Water directive could cost UK £16 billion
The second round of consultation on implementing EU water legislation has begun. But the water industry warns that the cost of transposing regulations could be four times higher than estimated by the government, while failure to adopt adequate measures to ensure the polluter pays could see the public bearing the costs of diffuse pollution through higher water prices.
At a conference on the impending European Water Framework Directive (see related story), Peter Spillett of Thames Water Utilities warned that despite significant investment in the water industry over the past decade, the industry needed to prepare for future costs of further improving the system to meet the directive’s requirements.
“We need to look forward now to AMP5 and AMP6,” he told edie, referring to industry spending plans set by regulators for the period beyond 2010. Little investment has been included in the AMP4 price review covering 2005-2010, says Dr Spillet, meaning that much of the investment is “backloaded” to 2010.
A previous study conducted by the Centre for Water Research estimated the cost of implementing the directive at up to £4 billion. But a new study commissioned by Spillett’s group suggests the cost could be four to five times higher. “We believe the costs are higher than the government is prepared to acknowledge,” he says.

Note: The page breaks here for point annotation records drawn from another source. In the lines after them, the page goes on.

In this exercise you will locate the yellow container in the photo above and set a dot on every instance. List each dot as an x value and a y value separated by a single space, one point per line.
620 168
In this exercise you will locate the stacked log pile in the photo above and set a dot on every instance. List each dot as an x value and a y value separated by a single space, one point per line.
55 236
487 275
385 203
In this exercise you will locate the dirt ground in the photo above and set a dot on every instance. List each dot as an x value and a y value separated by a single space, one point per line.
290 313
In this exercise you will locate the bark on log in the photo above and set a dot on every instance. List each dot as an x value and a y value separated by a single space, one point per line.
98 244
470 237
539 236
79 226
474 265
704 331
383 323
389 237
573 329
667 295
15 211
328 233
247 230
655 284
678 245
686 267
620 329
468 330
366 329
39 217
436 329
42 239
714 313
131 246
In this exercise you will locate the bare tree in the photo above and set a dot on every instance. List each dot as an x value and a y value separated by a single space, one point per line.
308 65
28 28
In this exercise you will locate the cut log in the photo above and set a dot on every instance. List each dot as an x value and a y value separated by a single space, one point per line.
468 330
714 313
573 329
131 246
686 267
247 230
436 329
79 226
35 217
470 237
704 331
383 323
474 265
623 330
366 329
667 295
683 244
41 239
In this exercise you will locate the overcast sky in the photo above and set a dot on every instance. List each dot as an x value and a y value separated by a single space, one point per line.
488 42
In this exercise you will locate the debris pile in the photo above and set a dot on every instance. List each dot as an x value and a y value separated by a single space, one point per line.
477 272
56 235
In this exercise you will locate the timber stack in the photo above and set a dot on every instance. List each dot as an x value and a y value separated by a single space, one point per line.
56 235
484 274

Diffuse pollution from urban, road and farm run-off, intermittent sewage overflow and accidental chemical releases will place greater burdens on the water treatment industry once the directive is transposed, says Spillett. The industry – and ultimately the consumer – will bear disproportionate costs for removing nitrates, organics and pathogens from water, unless those costs are met by industrial water charges to ensure the polluter pays.
“We want transport, agriculture and the petrochemicals industry to be charged for their input into rivers,” says Spillett. “Either farmers and sewage works pay for the costs of treating the water, or they knock the pollution out at source.”
By 2004 the government will have to have established who consumes what, how much they pay, who is benefiting and who is losing out. Sophie Tremolet of ERM Development Services says that directive’s deadline for completing the economic analysis of all UK water users is tight, and will require a massive effort to collect enough information from industry and the public.
“The government needs to understand exactly how much farmers are benefiting by not paying for diffuse pollution,” she told edie. Cross-subsidies and disproportionate costs born by users will also need to be identified to establish who is eligible for derogation – allowed to work to lower limits or on longer timescales to ease the burden of heavy costs.
Other concerns raised at the conference include the lack of a legal precedent for river basins in the town planning process. According to Elizabeth Street of Street Ledgerwood Partnership, local authorities can refer both to development plans and river basin plans when granting planning permission. But the plans can overlap and may even clash on conflicting agendas. “There is nothing in the consultation papers to say which plan has precedence,” she told edie. “Ultimately, the two plans should be integrated.”